Why use private modifier for immutable final instance var?


I'm writing a Java class representing some simple geometry.

At the top-most abstract class (which itself is package-private) I have declared attributes that I need be accessed from subclasses in the same package.

If I declare an attribute as final in the AbstractClass,

final int foo;

I'll able to access it in the package directly, without any fuss of a getter method. However. Doing according to "praxis" (or what I believe is the common style) would be:

private final int foo;

which would of course require a non-private getter.
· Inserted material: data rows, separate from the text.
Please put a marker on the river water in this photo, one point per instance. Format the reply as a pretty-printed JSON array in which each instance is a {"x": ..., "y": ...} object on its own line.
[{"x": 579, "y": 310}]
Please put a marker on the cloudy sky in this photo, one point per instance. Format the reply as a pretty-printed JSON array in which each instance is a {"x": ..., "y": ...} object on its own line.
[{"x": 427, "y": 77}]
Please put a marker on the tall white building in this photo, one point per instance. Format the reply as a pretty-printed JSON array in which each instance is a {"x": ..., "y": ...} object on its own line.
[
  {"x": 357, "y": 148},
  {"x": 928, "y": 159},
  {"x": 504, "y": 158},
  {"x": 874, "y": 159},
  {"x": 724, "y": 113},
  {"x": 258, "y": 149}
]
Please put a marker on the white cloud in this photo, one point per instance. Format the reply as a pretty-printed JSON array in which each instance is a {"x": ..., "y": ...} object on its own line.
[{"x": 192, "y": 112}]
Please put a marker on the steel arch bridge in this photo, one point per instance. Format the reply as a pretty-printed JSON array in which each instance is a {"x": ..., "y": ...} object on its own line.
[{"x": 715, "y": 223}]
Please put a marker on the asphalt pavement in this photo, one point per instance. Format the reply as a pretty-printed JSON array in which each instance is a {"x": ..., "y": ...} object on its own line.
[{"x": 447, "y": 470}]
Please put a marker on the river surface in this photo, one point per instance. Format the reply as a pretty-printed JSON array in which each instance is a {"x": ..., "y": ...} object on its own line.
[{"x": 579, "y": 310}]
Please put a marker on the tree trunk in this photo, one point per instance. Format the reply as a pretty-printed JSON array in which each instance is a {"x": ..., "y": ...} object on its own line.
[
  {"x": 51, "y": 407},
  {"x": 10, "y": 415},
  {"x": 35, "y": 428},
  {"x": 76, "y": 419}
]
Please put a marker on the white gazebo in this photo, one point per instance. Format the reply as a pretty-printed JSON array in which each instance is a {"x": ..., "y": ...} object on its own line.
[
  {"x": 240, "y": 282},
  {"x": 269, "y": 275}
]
The subclasses would have to refer to foo (which is a very relevant and quintessential attribute) as if it were some external object:

this.getFoo();

It adds code and removes the direct way of accessing these members (i.e foo).

Are there any disadvantages of skipping the private modifier, since they're anyway final and I'm not worried of exposing these attributes internally in the package?

I'm aware of OO-advocates claiming that getters/setters is a very natural way for objects to access their own attributes - but when does this make any non-cosmetic, non-[insert any JavaBeans-style thing], difference?

Consider an inner class, Coordinate, which is so simple because it has two int attributes - leaving all usage for class OuterClass:

class OuterClass{
    final static class Coordinate{
        final int x, y;
        Coordinate(int x, int y){
            this.x = x;
            this.y = y;
        }
    }
    Coordinate coordinate;
}

For this inner class - why would I bother with the praxis of creating a getter? A getter would introduce more code and force any class in the same package to call coordinate.getX(); instead of simply coordinate.x;. Any overhead here? Notice the final modifier on the class Coordinate.


Solution

  • The advantage of getters is decoupling interface from implementation. Today your getFoo might do nothing but return foo, but in the future you might want, for example, to remote the foo member and return a computed result instead. A getter will allow you to do that without requiring a change at each call site.